Un intellectuel d’avant-garde, essayiste et poète, Mykola Istyn m’écrivait dans la langue poétique qui est la sienne ceci : l’avenir de l’Ukraine, ce n’est pas remplacer des oligarques russes par des oligarques ukrainiens, mais la révolte littéraire, libérant totalement la pensée, participe pleinement à la mise en place de nouvelle formes sociale. C’est le point de vue d’un écrivain, qui durant plusieurs mois a fait son travail de défense d’un site susceptible d’être bombardé par l’armée russe, mais qui, traduisant les aspirations de son peuple, établit que la libération nationale est déjà dans l’opposition sociale au néo-libéralisme. Les éléments éclairés de la résistance pensent déjà en termes de libération sociale. Quel pouvoir devra sortir de cette guerre ?

Robert Duguet, début août 2022.

Notes :

1)Les Cahiers Léon Trotsky, Numéro 39, septembre 1989. Vous le trouverez sur le site que j’ai consacré aux Cahiers à l’adresse suivante : http://cahiers-leon-trotsky.eu/. C’est disponible au format texte.
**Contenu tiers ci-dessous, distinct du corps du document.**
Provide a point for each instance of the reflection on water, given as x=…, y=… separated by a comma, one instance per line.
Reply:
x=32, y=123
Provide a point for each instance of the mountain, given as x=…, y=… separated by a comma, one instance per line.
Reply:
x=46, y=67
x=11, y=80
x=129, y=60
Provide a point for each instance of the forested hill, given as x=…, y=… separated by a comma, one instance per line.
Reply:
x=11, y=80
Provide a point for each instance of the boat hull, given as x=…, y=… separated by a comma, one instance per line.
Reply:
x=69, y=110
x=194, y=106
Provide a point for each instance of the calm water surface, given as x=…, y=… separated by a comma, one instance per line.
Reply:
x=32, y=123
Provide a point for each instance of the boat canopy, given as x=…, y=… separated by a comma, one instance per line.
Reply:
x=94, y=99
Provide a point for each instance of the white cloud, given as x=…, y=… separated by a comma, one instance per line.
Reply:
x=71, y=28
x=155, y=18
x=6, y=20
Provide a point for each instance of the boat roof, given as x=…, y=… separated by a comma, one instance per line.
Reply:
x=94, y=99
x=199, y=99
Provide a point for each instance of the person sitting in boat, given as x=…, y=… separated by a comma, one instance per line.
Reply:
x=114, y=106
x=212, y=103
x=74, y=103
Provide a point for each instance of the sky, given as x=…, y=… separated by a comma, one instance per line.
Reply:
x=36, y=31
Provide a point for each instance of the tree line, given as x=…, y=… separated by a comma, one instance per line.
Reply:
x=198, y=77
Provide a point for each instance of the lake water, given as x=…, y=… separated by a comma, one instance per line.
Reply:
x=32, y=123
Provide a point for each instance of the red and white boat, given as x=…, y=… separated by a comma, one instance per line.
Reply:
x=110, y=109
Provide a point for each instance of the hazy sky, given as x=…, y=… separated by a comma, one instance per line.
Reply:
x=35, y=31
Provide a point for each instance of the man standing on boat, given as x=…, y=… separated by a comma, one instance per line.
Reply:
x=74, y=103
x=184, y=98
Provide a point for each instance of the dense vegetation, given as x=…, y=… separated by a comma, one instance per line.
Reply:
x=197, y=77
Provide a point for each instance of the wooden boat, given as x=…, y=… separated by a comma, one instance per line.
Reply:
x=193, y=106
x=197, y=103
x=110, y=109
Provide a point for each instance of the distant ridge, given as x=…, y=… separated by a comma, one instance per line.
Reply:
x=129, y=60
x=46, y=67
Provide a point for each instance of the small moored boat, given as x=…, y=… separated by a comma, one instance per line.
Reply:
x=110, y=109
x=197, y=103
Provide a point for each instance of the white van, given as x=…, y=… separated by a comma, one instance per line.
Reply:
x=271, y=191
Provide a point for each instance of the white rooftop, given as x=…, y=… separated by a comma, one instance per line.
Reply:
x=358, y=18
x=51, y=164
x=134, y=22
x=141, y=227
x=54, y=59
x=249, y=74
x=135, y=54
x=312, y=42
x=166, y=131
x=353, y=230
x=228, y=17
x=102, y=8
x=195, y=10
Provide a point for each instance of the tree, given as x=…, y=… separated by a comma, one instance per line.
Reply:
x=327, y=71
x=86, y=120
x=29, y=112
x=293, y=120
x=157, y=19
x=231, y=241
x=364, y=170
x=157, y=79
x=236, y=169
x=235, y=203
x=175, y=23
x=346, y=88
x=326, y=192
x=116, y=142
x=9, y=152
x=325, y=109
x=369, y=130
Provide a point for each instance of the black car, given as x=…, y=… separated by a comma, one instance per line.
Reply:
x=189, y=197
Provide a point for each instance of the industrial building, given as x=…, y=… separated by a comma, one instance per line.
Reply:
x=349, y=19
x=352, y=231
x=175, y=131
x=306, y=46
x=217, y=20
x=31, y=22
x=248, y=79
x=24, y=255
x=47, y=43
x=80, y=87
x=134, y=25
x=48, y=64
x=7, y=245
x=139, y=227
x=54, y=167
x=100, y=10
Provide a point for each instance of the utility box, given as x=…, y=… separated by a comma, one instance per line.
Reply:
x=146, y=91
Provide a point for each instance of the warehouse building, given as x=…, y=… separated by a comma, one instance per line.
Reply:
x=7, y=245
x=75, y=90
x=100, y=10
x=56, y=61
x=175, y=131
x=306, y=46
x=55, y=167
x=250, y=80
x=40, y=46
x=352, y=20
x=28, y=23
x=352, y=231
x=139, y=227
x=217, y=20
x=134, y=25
*Sources : j’ai regroupé à partir de l’adresse http://cahiers-leon-trotsky.eu/ les articles de Pierre Broué et de plusieurs de ses collaborateurs sur les trotskystes et la seconde guerre mondiale et la question de la PMP, dont un travail fait par René Revol sur le groupe Manouchian. Un des proches collaborateurs et ami de Missak Manouchian était le trotskyste Davtian, ami de Léon Sedov. Par ailleurs, vous trouverez les articles regroupés de Jean van Heijenoort, collaborateur de Léon Trotsky pendant 7 ans : après l’assassinat il a mené bataille, au sein du SWP, en s’appuyant sur un petit groupe d’internationalistes, sur l’orientation de la PMP. La majorité du SWP, sous la direction de Cannon, a bloqué la discussion dans l’internationale. Les trotskystes européens n’avaient en fait pas connaissance de cette initiative de la minorité.

Tout en annotant mes réflexions sur l’ensemble de ces textes, j’ai fini par les ordonner dans une brochure numérique intitulée « Les trotskystes face à la 2ème guerre mondiale : défaitisme révolutionnaire ou Politique Militaire Prolétarienne ? ». Elle est disponible sur ce site.